No Brasil, o pagamento de impostos é medida obrigatória, seja para pessoas físicas, seja para pessoas jurídicas. Por isso, o empresário e dono de um negócio precisa estar por dentro das normas para ver o seu empreendimento funcionar de modo regular.

Escolher o melhor enquadramento tributário para o recolhimento de impostos em nome da empresa é essencial para que esse valor seja reduzido: quem analisa e elege o regime tributário de forma criteriosa acaba pagando menos e, como consequência, sente a economia no bolso. 

Veja a seguir a importância do enquadramento tributário para sua empresa e esteja a apto a tomar a decisão mais acertada!

Por que realizar o enquadramento tributário?

É unânime entre os brasileiros que a carga tributária no país é alta, e para os empresários o recolhimento de impostos pode comprometer, inclusive, a obtenção de lucro ao final do mês.

Por isso, a partir de características específicas — como o faturamento anual do negócio ou o seu ramo de atuação —, é possível realizar o enquadramento tributário da empresa na categoria mais benéfica ao proprietário, o que implica em menor valor de recolhimento.

Vale ressaltar que a escolha do regime de tributação mais adequado é feita sempre no mês de janeiro, valendo tal opção para o ano-calendário inteiro. Caso o empreendedor queira alterar esse regime, ele pode fazê-lo no próximo ano. Em outras palavras, o enquadramento tributário pode ser alterado.

Quais são os tipos de regimes tributários no Brasil?

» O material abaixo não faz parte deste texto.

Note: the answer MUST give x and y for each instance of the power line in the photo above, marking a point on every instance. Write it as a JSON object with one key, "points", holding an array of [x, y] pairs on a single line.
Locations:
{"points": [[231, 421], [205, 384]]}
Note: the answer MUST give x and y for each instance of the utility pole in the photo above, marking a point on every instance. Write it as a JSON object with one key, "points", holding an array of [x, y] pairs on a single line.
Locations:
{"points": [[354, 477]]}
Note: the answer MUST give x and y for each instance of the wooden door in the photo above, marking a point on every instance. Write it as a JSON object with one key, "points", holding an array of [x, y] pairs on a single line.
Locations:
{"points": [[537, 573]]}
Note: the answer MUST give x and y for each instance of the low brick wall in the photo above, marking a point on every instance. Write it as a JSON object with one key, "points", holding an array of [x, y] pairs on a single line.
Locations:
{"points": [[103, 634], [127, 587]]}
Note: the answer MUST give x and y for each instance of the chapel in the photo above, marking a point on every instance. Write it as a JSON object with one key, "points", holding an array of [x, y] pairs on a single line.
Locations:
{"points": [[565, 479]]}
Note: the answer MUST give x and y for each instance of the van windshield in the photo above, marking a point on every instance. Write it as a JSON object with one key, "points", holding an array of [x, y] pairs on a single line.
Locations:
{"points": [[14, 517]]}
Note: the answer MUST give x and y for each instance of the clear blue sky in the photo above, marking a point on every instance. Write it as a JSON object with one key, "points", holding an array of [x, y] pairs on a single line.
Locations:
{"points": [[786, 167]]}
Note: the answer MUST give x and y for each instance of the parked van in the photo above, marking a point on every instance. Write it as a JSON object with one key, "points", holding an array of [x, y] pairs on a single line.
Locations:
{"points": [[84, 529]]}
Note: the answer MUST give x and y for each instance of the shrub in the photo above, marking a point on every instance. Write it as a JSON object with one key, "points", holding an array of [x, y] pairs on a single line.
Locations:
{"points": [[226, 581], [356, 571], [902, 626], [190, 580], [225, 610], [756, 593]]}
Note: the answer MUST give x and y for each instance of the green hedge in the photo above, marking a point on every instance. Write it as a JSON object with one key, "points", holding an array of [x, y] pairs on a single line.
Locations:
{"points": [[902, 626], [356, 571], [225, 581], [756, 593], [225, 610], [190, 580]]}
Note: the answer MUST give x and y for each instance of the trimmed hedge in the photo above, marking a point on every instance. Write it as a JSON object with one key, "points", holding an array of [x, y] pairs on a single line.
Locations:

Como existem diversas empresas no país, os regimes tributários foram criados para que cada pessoa jurídica possa recolher os impostos da maneira adequada. Eles funcionam como um conjunto de normativas legais para determinar os tributos a serem pagos ao governo e, ainda, a forma de recolhimento.

Confira quais são os três tipos de regimes tributários mais utilizados no país:

Simples Nacional

Micro e pequenas empresas que tenham faturamento anual de até R$ 4,8 milhões podem utilizar o chamado Simples Nacional para pagar seus tributos. Isso é feito a partir da reunião de todos os impostos cobrados em um documento único, chamado Documento de Arrecadação do Simples Nacional (DAS).

Lucro Real

Esse regime tributário pode ser utilizado por qualquer pessoa jurídica. Contudo, para empresas que obtenham lucro anual de mais de R$ 78 milhões, ele passa a ser obrigatório. Empreendimentos relacionados ao setor financeiro também são enquadrados nessa categoria.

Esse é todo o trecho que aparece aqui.